Shares dropped $6.04, or 72 percent, to close at $2.33 in the regular session after bottoming at $2.20, its lowest price in almost 22 years.

The free fall came amid a sharp sell-off in the broader markets after the House rejected an unpopular $700 billion rescue plan for troubled financial companies. The Dow Jones industrials hurtled down nearly 780 points in their largest one-day point drop ever.

The rescue plan's failure means no one knows how the financial sector will recover from hundreds of billions of dollars in bad mortgage bets.

Further stoking jitters about weakness in the financial services sector, the Federal Deposit Insurance Corp. said Monday that Citigroup Inc. will acquire Wachovia's banking operations. Investors had been worried about Wachovia's stability as it grappled with mounting losses over souring mortgage debt.

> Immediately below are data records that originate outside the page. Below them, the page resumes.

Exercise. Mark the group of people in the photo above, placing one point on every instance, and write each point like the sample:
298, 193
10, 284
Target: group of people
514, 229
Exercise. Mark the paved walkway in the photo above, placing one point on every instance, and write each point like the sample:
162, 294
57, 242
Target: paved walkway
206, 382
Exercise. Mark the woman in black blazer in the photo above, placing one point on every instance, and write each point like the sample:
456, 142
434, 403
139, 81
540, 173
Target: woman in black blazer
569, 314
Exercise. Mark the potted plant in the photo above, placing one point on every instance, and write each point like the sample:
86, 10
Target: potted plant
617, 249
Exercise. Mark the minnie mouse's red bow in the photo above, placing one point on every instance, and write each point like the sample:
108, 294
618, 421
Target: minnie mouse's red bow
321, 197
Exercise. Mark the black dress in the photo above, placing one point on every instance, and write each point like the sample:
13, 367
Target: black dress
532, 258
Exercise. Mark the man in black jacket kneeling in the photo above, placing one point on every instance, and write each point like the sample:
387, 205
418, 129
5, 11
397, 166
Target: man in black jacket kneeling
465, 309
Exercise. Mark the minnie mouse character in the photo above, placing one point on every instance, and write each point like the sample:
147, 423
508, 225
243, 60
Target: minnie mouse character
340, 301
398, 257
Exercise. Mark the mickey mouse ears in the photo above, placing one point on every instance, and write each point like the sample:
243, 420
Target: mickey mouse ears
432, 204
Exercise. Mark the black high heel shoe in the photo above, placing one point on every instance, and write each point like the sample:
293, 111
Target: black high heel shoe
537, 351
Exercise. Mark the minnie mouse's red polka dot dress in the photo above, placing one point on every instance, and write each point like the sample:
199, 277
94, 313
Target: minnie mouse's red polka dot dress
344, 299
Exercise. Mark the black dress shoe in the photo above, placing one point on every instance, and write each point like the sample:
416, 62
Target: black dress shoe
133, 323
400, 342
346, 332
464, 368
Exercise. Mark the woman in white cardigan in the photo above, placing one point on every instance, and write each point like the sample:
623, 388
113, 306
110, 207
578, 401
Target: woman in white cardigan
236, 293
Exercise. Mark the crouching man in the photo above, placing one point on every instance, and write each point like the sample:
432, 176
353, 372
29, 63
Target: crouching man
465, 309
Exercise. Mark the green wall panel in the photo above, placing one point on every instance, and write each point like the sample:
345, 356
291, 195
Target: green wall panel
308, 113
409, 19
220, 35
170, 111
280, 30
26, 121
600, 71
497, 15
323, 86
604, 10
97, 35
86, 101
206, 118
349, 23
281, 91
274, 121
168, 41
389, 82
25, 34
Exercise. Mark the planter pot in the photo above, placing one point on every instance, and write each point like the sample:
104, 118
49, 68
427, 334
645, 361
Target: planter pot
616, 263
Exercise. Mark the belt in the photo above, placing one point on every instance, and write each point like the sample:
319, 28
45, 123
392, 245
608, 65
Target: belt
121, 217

The plunge in Sovereign shares came despite a note from a Janney Montgomery Scott LLC analyst upgrading the company's rating to "Buy" from "Neutral."

Sovereign, the 18th largest banking institution in the nation, has more than 785 community banking offices in the mid-Atlantic region and New England.

"We're not aware of anything specific in Sovereign's business that would justify the volatility. Sovereign is fundamentally sound and well capitalized," said Ellen Molle, a spokeswoman for Sovereign.

Molle noted the regional bank has plenty on untapped liquidity, including $6.2 billion from the Federal Home Loan Bank of Pittsburgh, $4 billion from the Federal Reserve and another $1.8 billion in "unencumbered assets."

In upgrading Sovereign's rating to "Buy," analyst Richard Weiss noted that the company's capital should be sufficient to allow it to survive. The Philadelphia-based bank's deposit base and lending footprint will also facilitate better operating results when the economy improves, Weiss wrote.